The exhibition occupies five galleries on the ground floor of the museum. The remaining galleries feature a selection of works from the Amos Anderson Fund’s own collections.
Participating artists include, among others: Juhana Blomstedt, Marjatta Hanhijoki, Unto Koistinen, Matti Kujasalo, Marjukka Paunila, Mari Rantanen, Katarina Reuter, Ann Sundholm, Kain Tapper, Minna Tuominen and Miina Äkkijyrkkä.

Photo: Kaj Martin



Photo: Kaj Martin
Past exhibitions
Moss Giants & Waking dreams and other stories
May 2nd – December 14th 2025
Preparations for the exhibition began in 2023, when a suitable forest was sought for the four giant moss children to settle in after being displayed in the city centre of Lille in France during its art festival in 2022. After spending a summer in Helsinki’s Lasipalatsi Square, they have finally returned to their natural habitat, where they remain and, in time, become covered with real moss. Overjoyed to see the forest again, they sing their song four times a day: at sunrise, noon, 3 p.m. and sunset. The wondrously peculiar music is composed by Perttu Haapanen. Read more about the Moss Giants.

As you entered the museum, you were greeted by a pitch-black slumbering giant named Waking Dream, seated atop an old Gothic table. She set the tone for how effortlessly the many sculptures found their place in the manor’s various halls and rooms. The artist has created small stories for every piece, where a child’s gaze, imagination and our relationship with nature are often the key themes.
Children and animals have long been central to Kim Simonsson’s work, and this exhibition is no exception. Most of the sculptures depicts children exploring the manor on their own terms: some cutting their hair, some finding hideaways beneath a pool table or in a nest made of cabbage leaves, while others have settled onto a bed or perched themselves on a mantelpiece.
Many of them seemed tailor-made for the atmosphere at Söderlångvik Museum, with gilded and bronze-like surfaces or aesthetics inspired by ancient Rome. Others stood out as striking, bright green contrasts or shifted the mood of the rooms around them. The dining room took on a slightly ominous feel with the matte black silhouette-like sculptures lined up on its long table, and the four children in the chauffeur’s room created a rather eerie presence with their pitch-black stares.

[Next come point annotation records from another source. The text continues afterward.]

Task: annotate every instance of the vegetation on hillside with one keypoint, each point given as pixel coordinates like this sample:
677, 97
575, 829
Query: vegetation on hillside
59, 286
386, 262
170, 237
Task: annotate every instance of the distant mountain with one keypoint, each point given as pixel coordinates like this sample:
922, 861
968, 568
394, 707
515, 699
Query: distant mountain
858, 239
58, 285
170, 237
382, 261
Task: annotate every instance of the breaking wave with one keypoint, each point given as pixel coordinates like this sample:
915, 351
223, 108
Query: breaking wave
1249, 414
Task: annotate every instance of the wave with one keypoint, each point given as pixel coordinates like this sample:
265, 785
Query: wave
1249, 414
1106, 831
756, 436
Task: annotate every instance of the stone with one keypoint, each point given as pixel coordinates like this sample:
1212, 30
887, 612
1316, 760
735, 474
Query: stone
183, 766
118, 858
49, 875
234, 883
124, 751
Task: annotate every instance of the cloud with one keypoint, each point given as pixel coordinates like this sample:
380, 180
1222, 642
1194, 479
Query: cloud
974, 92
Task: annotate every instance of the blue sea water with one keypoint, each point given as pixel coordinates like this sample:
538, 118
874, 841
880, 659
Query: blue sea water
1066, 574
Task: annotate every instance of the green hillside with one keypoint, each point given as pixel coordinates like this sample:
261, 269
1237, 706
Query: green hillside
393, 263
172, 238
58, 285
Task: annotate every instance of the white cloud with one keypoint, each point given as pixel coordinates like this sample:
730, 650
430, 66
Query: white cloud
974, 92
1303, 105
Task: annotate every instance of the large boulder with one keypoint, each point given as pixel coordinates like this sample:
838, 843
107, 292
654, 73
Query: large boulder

Exhibition in the restaurant
Niclas Warius: Vanitas Chimitoensis
The series Vanitas Chimitoensis came about when photographer Niclas Warius (b. 1972) searched for the soul of businessman and art patron Amos Anderson (1878-1961) at his former summer residence Söderlångvik in the autumn of 2018. The place, which had recently closed its doors for a three-year renovation, was in many ways in a poor and worn condition. Warius rummaged through the building from attic to basement looking for signs and clues, objects and moods for his still lifes. The artist’s imagination combined with the environment of Söderlångvik to create captivating and enigmatic works that, instead of luxurious facades, depict something bizarre and twisted. The mood of the images is calm, melancholic and nostalgic, time seems to stand still. We don’t really know which decade we are in.
The series of symbolic still lifes is one of Niclas Warius’ extensive production with a vanitas theme that has been shown in many exhibitions in Finland and Sweden. Vanitas paintings deal with the transience of worldly wealth and were popular especially in the Netherlands in the 17th century.
Niclas Warius’ exhibition Vanitas Chimitoensis is shown at the restaurant at Söderlångvik since the summer of 2019.